It can be seen from the above that even if the same language is used (here I use javascript), only the Editor is different. The realization of smart prompts also needs to be implemented for a separate Editor. In fact, IDEs in different languages need to be implemented for each IDE. All realize the intelligent prompt of JavaScript language.

How to provide a set of common language services for different IDEs?
For example: Javascript language server only needs to have one set to allow multiple IDEs to use, here we must recommend the VScode LSP protocol ( you can read it if you want to read it quickly) A study article written before )[2], this protocol specifies the communication between IDE and language server using the parameter format defined in the specification. The underlying interaction of the protocol is JSON-PRC (Stateless Remote Procedure Call Protocol). The communication between the Client and Server of the IDE can be socket, HTTP, or even stdio.

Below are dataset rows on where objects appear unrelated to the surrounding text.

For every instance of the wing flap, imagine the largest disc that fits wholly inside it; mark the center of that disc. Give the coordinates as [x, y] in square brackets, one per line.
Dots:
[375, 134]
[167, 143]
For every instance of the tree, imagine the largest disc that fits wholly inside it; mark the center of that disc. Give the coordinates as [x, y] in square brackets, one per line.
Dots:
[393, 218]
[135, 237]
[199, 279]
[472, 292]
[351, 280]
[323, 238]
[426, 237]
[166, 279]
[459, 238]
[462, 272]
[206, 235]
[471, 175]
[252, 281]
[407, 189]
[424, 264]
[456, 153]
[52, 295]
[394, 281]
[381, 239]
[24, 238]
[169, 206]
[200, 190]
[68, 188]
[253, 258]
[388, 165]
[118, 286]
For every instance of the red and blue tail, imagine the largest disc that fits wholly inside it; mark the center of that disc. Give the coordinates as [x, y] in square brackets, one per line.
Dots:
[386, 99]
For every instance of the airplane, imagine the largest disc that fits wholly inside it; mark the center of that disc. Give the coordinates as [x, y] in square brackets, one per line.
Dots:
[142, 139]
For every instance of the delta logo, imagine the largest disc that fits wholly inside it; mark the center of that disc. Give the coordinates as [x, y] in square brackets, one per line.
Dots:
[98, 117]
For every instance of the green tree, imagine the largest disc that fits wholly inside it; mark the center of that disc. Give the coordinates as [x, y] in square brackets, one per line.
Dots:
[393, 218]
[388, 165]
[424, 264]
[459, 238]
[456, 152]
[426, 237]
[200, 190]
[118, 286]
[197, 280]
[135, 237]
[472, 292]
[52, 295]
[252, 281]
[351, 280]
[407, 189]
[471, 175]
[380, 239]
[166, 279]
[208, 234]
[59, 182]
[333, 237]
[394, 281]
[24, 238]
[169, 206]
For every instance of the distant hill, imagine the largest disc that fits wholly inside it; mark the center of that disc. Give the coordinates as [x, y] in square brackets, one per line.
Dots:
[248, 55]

How the Editor interacts with LS

The following uses SQL language as a case to illustrate how the editor and SQL Language Server interact. Here I have established a Web Socket connection between the Client and Server.

  1. Initialization: Client will send to Server before Editor is opened
    initialize
    Initialization message, the params.capabilities in the message specifies the capabilities supported by the client, such as completion

At this time, after the server receives the initialization request, it needs to send the current language support capabilities, such as language support documentFormattingProvider (formatting), hoverProvider (document suspension), definitionProvider (jump definition), completionProvider (completion), codeActionProvider;
if Language doesn t support formatting, it s not there

capabilities
If documentFormattingProvider is returned, the client will not display the formatting menu.

  1. Open event: Client will send to Server after Editor is opened
    textDocument/didOpen
    The message, the body of the message is as follows, the current language, source code, and uri will be marked (it can be a file address or a virtual address, depending on the implementation of the server)

  1. change event: When the user enters the code, the Client will send it to the Server
    textDocument/didChange
    Message, the server decides whether to process the message, similar to the action of open, in this case, the server will diagnose a syntax error during the input process, and the response and open return are the same

  1. Server can also actively push events to Client. My case here is that the server will actively send diagnostics events and send the results of syntax diagnosis after opening or changing. The content returned by diagnosis is the location of the wrong text and the error message, as shown in the following range Is the start and end position, message is the message content

  1. Completion event: Client will also send to Server during the input process
    textDocument/completion
    news


After the server receives the message, it sends the content that needs to be completed, and the server does a series of internal analysis and then gives the content that needs to be completed,
such as for user input

select * from a
Server needs to complete the library name, when the user enters
select * from aaa.
When you need to complete the table below the aaa library

Here you can see that there is an id field in the content of the server response. The id is the id sent by the client. The server uses this to mark which event to respond to, and the client will process the corresponding request event based on this. The reason is that some behaviors will take a short time If triggered multiple times, the Client can cancel an event individually, and there will be no id in the request body and the response body, and the event type will be determined by the method.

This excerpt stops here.